Tig felt at his own coat pocket. Sure enough the pen was gone. She was already mid scribble upon Remy’s face when Tig approached her.

“What are you doing?”

“Art.” She said.

Tig frowned. The words ‘Rich Witch’ were now sprawled on the girl’s exposed forehead. Gemjo tossed Tig his pen and she stood up abruptly.

“Still strikes me as odd.” She started. “How’d you best all those soldiers? They were running and screaming when we saw them.”

“Ah that.” The Professor reached in his coat and threw her a silver object, one she caught and held out with outright aversion.

“This?” she questioned it.

Franco leaned by, scratching his chin, “Seems like a locket. Oh! That locket.”

“Don’t look at it, mates. Turns out the curse is one that brings out your worst fear should you stare into it. Frightening stuff, enough to send half a contingent of Sevens jumping off ship.”

Gemjo handed it to Franco who promptly held it to his rounded eyes.

“How’d you know it was cursed?” asked Franco.

“Licked it, mate.”

The locket fell and Tig caught it just before it hit the ground.

“Remember we need this when he head to the south seas.” Said Tig.

“South Seas?” questioned the Professor. “South seas it is.” He spun the wheel haphazardly and the ship tumbled sideways, launching the three to the wall. Tig expected pain, but was happily surprised when soft had broken his fall. He squinted to discern what and the words ‘Rich Witch’ balanced above his eyes, Remy’s over goggled specs reflecting his own. And his lips…

He gasped away, covering his mouth, and heard Gemjo snicker.

“Not a word.” He muffled.

She smiled coolly and passed him to the Professor, “Do you know how to drive this thing?”

“Me? I’m a Professor, of course I know. I happen to know all that needs knowing.”

“And do you know where we’re going?” she pressed.

The Professor bobbed his head, “Not at all.”

Franco joined them then, map already held open before him. He scanned it quickly, and briefly glimpsed at the darkening sky.

“Dip low about three minutes.” Directed the Navigator. “Come night we’ll follow the Hare’s star.”

“The Hare’s?” hicc’ed the Professor. “That’s my favorite mate.”

“Well it’s also the one that’ll lead us south.”

Finally, Tig joined them, “This is happening then? We’re actually stealing this ship and heading for the Zanae Kara?”

“Look. Mate. I know two things above all else, savy? You get lemons, you throw them. You get a cursed locket, you scare off the crew of a ship and steal the ship. Simple.”

“Of course.” Said Tig. “Then we get caught and arrested and executed.”

“Or we run.” Suggested Franco.

Gemjo hummed in agreement, “I like that idea.”

“We run, huh?” said Tig as he focussed on what lay before him, dirty glass covering all, caged between curving bronze frames.
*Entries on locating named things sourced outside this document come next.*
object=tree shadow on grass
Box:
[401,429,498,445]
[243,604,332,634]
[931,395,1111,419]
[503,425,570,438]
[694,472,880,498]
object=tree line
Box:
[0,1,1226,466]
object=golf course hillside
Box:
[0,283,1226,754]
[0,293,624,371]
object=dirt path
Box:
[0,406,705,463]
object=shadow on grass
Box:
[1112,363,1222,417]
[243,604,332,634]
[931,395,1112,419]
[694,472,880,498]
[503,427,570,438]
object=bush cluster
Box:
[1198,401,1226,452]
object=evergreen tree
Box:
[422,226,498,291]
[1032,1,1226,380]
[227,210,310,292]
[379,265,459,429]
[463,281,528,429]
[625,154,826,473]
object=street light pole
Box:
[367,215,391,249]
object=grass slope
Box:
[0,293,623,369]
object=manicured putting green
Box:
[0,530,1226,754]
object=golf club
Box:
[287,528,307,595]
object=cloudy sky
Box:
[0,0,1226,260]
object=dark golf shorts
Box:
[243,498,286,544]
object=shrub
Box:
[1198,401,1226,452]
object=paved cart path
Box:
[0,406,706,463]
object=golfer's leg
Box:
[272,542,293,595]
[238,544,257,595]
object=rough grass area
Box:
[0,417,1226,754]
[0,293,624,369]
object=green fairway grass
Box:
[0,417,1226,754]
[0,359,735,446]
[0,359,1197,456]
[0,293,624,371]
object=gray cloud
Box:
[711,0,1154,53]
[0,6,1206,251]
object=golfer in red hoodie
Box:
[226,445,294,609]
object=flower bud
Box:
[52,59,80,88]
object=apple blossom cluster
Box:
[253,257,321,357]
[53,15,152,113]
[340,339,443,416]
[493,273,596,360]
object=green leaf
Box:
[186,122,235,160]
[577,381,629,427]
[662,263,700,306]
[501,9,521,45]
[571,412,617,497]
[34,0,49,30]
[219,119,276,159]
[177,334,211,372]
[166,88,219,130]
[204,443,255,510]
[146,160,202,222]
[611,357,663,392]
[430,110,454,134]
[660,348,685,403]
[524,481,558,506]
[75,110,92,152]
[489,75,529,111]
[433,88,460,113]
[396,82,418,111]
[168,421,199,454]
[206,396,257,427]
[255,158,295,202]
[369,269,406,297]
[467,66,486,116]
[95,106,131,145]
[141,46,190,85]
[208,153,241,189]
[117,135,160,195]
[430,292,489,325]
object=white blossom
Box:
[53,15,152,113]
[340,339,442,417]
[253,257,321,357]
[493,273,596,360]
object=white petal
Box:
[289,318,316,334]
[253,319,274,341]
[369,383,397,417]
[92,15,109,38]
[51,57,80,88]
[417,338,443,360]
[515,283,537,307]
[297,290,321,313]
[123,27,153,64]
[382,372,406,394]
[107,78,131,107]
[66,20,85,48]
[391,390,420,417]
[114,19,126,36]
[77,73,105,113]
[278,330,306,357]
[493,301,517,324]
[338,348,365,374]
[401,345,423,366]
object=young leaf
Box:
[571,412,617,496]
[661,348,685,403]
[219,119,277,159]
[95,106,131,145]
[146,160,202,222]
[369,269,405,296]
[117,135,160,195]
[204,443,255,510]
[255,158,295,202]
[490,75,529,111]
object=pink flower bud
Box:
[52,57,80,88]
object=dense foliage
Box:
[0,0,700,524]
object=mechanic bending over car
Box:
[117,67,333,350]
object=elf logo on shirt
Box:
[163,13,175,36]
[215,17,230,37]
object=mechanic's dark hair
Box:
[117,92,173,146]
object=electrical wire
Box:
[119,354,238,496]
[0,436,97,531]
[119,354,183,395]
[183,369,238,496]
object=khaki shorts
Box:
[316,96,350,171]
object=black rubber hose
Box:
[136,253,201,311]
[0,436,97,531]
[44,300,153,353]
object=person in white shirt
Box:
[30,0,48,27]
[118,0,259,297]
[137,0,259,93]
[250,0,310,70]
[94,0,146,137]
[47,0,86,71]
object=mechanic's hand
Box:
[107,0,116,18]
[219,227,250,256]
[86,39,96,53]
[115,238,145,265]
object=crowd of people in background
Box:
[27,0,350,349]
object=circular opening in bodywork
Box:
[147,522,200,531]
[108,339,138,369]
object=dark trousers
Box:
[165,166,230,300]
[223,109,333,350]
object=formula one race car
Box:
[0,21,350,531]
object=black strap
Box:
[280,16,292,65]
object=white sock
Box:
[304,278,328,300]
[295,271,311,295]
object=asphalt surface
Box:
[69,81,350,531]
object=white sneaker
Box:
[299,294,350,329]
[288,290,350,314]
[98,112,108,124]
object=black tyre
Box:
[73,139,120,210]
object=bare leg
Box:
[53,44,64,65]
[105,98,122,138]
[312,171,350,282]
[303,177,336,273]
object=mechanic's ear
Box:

It was a sea of clouds, each cloud rushing by at dizzying speeds. A sky of embers fell away to one dark, blue and beautiful. Little specs of yellow and white glinted within it.

Then he caught his own reflection trapped there in the dust pocked glass. His exposed eyes seemed alien, especially with the blue crescent marking the tops of his pupils. His black coat proved warn and cut up from the recent flight.

He wondered who he was as that black image traversed the heavens. A Trimbly? A doctor? Or perhaps, as his eyes traced the black of his coat, a Pirate.